In his speech, Sir Keir defended the Budget as making “necessary” and “fair choices”.
He acknowledged that “tax rises do make life harder for people” but argued the alternatives were cutting public services, ignoring child poverty or extra borrowing.
The PM said the Budget “was a moment of personal pride”, highlighting how the decision to scrap the two-child benefit cap would lift hundreds of thousands of children out of poverty.
He also promised to push ahead with reforming the welfare system, which he said had “trapped people in poverty” and “wrote young people off as too ill to work”.
Over the summer, the government abandoned planned benefit cuts in the face of a major rebellion by Labour MPs.
Challenged over whether he could get the support of his own MPs to reform the system, Sir Keir said this was a “moral mission” and there was a “strong consensus” on the need to get young people into work.
He did not give further details about potential reforms, saying two ongoing reviews into “Neets” – 16-24-year-olds who are not in education, employment or training – and another on health and disability benefits needed to “complete their course”.

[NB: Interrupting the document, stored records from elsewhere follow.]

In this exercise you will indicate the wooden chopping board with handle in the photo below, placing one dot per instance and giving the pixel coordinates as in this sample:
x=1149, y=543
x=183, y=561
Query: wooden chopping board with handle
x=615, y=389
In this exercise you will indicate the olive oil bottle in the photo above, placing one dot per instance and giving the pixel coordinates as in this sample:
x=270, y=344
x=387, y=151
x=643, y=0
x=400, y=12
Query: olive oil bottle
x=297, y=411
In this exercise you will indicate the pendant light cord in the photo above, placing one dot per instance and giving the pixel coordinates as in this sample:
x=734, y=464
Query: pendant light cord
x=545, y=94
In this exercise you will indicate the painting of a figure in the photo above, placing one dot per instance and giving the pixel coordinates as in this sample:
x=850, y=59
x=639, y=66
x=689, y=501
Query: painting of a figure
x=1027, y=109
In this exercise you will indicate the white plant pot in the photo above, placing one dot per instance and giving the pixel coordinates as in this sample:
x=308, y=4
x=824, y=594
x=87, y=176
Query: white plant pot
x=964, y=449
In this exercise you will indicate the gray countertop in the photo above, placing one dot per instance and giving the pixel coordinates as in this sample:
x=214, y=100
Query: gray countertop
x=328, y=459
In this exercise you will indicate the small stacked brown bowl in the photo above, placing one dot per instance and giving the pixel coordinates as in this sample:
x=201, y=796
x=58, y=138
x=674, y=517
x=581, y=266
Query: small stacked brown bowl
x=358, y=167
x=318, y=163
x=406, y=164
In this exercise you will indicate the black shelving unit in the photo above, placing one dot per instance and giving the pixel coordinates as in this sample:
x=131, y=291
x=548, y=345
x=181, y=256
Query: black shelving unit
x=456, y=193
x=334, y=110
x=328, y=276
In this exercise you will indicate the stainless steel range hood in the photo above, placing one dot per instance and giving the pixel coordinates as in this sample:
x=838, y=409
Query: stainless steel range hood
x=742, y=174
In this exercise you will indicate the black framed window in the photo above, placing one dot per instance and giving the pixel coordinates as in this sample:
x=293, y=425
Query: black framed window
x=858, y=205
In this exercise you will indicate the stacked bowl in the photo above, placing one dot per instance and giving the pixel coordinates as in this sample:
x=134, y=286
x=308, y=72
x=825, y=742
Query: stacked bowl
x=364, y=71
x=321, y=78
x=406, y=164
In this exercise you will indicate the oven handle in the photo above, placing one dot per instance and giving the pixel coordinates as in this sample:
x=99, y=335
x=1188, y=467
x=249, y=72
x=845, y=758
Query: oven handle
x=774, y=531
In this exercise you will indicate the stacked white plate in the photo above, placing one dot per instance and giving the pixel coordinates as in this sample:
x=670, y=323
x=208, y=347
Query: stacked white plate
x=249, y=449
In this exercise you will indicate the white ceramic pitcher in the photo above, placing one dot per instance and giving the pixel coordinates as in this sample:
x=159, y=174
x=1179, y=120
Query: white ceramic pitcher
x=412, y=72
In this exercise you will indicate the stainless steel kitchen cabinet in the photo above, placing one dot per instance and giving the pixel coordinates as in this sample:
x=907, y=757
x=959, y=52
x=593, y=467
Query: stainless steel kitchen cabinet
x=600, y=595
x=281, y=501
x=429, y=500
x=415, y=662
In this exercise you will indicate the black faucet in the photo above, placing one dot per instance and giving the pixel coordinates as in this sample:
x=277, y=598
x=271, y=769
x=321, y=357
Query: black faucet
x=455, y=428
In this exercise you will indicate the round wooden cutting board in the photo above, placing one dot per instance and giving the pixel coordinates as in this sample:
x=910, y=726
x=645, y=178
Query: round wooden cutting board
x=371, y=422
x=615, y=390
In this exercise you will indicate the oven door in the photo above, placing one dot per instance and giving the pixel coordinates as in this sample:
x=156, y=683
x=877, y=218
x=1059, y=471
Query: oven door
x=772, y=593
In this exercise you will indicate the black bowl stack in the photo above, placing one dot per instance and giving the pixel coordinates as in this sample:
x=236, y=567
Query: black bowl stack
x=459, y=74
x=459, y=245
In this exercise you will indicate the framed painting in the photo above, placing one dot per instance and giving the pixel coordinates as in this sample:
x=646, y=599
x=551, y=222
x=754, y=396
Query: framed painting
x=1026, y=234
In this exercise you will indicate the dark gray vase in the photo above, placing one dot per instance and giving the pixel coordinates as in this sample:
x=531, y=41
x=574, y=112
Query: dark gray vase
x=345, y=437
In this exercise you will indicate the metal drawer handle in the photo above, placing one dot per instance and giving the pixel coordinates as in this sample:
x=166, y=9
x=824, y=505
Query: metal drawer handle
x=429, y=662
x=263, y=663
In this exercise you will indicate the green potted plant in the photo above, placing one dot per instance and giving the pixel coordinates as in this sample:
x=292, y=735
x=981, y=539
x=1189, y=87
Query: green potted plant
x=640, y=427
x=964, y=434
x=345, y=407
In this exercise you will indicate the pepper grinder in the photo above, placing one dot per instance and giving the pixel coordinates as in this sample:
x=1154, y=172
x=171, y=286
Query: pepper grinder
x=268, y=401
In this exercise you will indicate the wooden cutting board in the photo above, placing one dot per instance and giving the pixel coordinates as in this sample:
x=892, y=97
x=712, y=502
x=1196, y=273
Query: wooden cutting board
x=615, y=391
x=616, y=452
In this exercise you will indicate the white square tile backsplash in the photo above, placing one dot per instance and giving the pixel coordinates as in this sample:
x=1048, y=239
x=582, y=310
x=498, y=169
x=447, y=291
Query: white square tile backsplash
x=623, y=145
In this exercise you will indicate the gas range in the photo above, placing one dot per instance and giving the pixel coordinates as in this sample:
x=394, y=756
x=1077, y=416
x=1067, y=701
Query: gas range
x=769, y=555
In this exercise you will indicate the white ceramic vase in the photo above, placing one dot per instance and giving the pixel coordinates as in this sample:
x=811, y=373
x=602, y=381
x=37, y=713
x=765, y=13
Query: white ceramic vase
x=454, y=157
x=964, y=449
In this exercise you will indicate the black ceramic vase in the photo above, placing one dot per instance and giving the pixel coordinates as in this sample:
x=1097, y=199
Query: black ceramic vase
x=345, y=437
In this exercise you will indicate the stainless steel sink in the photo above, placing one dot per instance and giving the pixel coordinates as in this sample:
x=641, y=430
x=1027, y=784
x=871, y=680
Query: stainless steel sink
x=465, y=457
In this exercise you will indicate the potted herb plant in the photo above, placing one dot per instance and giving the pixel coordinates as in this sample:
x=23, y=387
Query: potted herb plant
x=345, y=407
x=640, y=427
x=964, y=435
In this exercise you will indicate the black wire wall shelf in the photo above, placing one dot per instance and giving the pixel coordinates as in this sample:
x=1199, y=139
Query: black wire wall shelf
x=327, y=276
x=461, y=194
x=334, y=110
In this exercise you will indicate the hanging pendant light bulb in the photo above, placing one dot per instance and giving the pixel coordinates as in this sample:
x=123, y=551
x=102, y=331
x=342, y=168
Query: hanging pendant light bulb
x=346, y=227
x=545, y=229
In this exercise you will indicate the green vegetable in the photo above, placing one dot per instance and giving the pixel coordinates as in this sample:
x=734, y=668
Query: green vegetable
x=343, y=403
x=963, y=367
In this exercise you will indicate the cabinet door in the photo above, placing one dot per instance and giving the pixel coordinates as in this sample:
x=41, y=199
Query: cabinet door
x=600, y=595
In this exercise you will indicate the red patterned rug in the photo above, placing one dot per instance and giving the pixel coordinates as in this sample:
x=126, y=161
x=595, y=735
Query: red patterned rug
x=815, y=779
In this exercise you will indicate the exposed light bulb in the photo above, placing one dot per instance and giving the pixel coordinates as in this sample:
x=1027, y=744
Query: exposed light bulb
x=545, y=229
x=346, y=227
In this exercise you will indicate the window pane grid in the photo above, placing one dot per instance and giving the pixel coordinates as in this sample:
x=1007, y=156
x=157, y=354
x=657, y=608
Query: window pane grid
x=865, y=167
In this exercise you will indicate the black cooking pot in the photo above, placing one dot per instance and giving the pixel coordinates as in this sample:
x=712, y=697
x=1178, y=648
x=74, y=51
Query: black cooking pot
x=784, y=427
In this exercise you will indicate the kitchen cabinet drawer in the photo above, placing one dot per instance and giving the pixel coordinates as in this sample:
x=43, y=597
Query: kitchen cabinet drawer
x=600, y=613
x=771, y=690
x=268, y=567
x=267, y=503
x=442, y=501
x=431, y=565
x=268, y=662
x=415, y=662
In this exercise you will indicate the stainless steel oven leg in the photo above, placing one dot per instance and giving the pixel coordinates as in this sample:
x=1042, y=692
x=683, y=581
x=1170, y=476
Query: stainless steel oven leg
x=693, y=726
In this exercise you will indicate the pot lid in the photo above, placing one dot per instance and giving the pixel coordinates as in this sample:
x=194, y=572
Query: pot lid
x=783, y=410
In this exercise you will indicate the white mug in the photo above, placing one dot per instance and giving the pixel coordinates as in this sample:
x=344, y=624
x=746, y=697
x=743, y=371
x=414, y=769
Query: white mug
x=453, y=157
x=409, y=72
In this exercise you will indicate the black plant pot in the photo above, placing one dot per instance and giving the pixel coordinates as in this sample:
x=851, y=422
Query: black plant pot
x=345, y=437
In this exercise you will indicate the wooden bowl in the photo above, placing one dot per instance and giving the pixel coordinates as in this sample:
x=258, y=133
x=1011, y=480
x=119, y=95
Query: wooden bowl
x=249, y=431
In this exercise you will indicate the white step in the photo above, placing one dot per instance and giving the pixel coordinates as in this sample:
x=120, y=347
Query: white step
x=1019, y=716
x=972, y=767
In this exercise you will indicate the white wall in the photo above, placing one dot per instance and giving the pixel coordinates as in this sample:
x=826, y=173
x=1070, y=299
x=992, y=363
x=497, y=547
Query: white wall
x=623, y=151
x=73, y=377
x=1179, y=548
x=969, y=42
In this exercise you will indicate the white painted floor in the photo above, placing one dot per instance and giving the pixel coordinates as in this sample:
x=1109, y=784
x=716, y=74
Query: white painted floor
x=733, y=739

The prime minister also insisted the Budget would boost economic growth, despite the OBR concluding that not a single measure it included would change the watchdog’s growth forecast for the next five years.
Sir Keir said he was “confident we can beat the forecasts”, after the OBR predicted the economy would grow at a slower rate than previously expected from next year.
He vowed to cut “unnecessary red-tape” and regulations to get the country building.
Meanwhile, he said the Brexit deal had “significantly hurt our economy” and promised to “keep moving towards a closer relationship with the EU”.
However, Lib Dem leader Sir Ed Davey said: “Keir Starmer’s speech talked about boosting growth but he is refusing to do the single biggest thing to achieve that – fixing our trade with the EU through a new customs union.”